D’abord commercial, puis courtier, comment êtes-vous devenu artiste ?
Jeff Koons : J’ai commencé à créer et dessiner à l’âge de trois ans, c’était une façon, pour moi, d’attirer l’attention de mon entourage. Mes parents ont toujours pris mon travail au sérieux, et m’ont permis de suivre des cours particuliers de dessin dès l’âge de sept ans.
Mon père, décorateur d’intérieur, a cultivé mon sens artistique et il m’a appris combien il était important d’être au service de son art. Ma mère, quant à elle, m’a initié à la politique. Or, dans mon travail, l’esthétique et la politique sont deux de mes plus importants outils.
À quels « ingrédients » devez-vous votre célébrité actuelle ?
Le vocabulaire que j’utilise est très vaste. Il me permet donc de communiquer avec de nombreuses personnes. Mais, pour un artiste, l’outil principal reste de se faire confiance. La technique suit.
Depuis votre irruption dans les années 1980, vous semblez n’avoir jamais connu de périodes difficiles ?
J’ai toujours été indépendant financièrement. Enfant, je faisais du porte à porte en vendant des petits objets. Une fois installé à New York, en 1977, j’ai travaillé au MoMA dans le service des abonnements aux membres, où j’étais un très bon commercial. Puis j’ai travaillé à Wall Street pendant cinq ans, en tant que courtier.
J’avais besoin de cette indépendance financière pour créer, notamment pour réaliser mes œuvres grands formats.
Quel conseil donnez-vous aux jeunes artistes ?
Tout est une question de générosité. Le monde de l’art a beaucoup évolué et s’est agrandi. Il n’est pas aussi étriqué qu’il l’était il y a plusieurs années. Il y a de la place pour tout le monde et des opportunités pour tous.
Chacun a la balle dans les mains à un moment ou un autre. Il suffit de savoir la faire rebondir.
Par rapport à l’art du XXe siècle, comment définissez-vous votre travail ?
Je me place dans la lignée des ready-mades. Mon art est un art très « pop ». Il cherche à connecter des archétypes entre eux. Je veux que mes œuvres aient une valeur sociale, et qu’elles soient en lien avec l’humanité, comme les œuvres de Duchamp. L’art n’est pas dans l’œuvre, mais dans la personne qui la regarde.
Certains critiques d’art vous considèrent comme un charlatan. Qu’en pensez-vous ?
Il y a vingt ans, j’ai lu dans la presse que mon art était amoral. Alors, je me suis demandé comment mon art pouvait être amoral… Et, j’ai été très touché par cette critique. Mais je m’en suis remis, parce que je suis très persévérant.
J’ai toujours su qu’une sorte de Bon Dieu était de mon côté.

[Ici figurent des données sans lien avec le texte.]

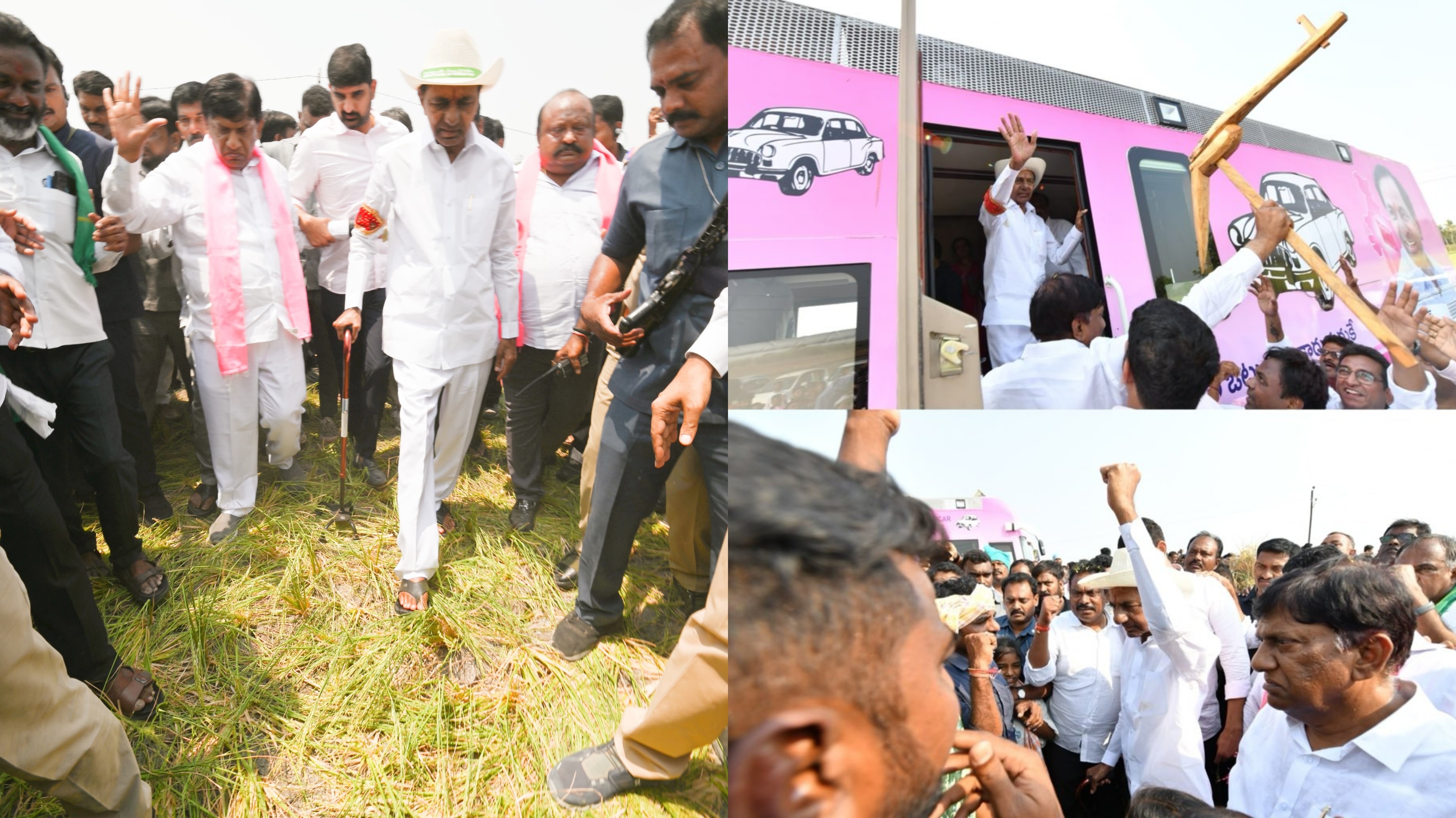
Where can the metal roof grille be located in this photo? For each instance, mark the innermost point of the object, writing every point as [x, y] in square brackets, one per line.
[778, 27]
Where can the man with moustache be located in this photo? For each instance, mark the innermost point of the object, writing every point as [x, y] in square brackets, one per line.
[566, 195]
[187, 101]
[675, 185]
[1081, 656]
[446, 200]
[332, 167]
[65, 360]
[232, 229]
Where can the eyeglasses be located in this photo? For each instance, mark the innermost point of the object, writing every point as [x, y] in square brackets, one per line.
[1363, 376]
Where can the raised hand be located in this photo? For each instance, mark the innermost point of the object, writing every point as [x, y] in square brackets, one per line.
[1023, 146]
[24, 232]
[124, 113]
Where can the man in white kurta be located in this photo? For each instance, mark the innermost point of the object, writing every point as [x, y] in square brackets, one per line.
[1018, 245]
[443, 203]
[271, 391]
[1168, 660]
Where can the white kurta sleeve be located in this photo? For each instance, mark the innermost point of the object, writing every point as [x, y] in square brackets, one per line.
[143, 203]
[713, 344]
[506, 276]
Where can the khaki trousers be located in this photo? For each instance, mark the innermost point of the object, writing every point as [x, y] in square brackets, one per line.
[54, 733]
[691, 704]
[688, 516]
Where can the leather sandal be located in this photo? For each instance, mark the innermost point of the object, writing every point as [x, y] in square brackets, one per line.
[134, 583]
[417, 589]
[130, 693]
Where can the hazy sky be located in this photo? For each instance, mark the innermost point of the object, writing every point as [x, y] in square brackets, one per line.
[597, 48]
[1242, 477]
[1384, 85]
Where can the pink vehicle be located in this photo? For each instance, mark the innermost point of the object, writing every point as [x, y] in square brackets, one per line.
[985, 523]
[814, 250]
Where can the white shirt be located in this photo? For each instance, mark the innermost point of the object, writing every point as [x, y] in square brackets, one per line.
[1401, 766]
[1018, 247]
[713, 343]
[65, 303]
[1065, 374]
[1165, 682]
[332, 162]
[564, 242]
[174, 195]
[1078, 261]
[1085, 667]
[450, 230]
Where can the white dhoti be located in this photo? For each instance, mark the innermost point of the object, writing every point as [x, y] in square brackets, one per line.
[1005, 343]
[268, 394]
[429, 460]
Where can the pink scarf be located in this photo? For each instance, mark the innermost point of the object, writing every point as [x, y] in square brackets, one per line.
[225, 270]
[609, 181]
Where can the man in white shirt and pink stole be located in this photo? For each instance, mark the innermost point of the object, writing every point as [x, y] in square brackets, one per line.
[1167, 662]
[233, 232]
[332, 164]
[566, 195]
[1342, 735]
[443, 203]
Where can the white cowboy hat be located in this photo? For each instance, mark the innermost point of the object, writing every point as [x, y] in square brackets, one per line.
[1036, 165]
[453, 60]
[1122, 573]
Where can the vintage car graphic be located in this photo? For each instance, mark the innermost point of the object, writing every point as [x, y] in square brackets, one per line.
[1320, 223]
[796, 144]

Comme je sais que mon travail est puissant parce qu’il est viscéral. C’est ce qui lui donne sa qualité.
Votre cote grimpe. Vous avez ainsi vendu Michael Jackson and Bubbles plus de 5,6 millions d’euros…
Je ne m’occupe pas de l’aspect financier de mon travail, même si je suis fier d’avoir une cote si forte. Cela veut dire que les gens croient en mon travail et qu’ils respectent mes œuvres.
Chaque pièce qui sort de cet atelier représente un travail phénoménal, qui dure parfois deux ans. Ainsi, je ne me sens jamais coupable du prix d’une œuvre parce que je sais que j’ai tout donné pour qu’elle soit parfaite.
Vous mélangez, et avec quelle facilité, des références enfantines à celles de la pornographie….
Ce n’est pas de la pornographie. Made in Heaven [des photographies érotiques de l’artiste avec son ex-femme, La Cicciolina, ndlr] abordait le thème de la masturbation dans notre société. Il s’agissait d’une métaphore de la culpabilité qui prévaut dans notre société. Je voulais faire référence au Jardin d’Eden et traiter le thème de la pénétration de façon métaphorique.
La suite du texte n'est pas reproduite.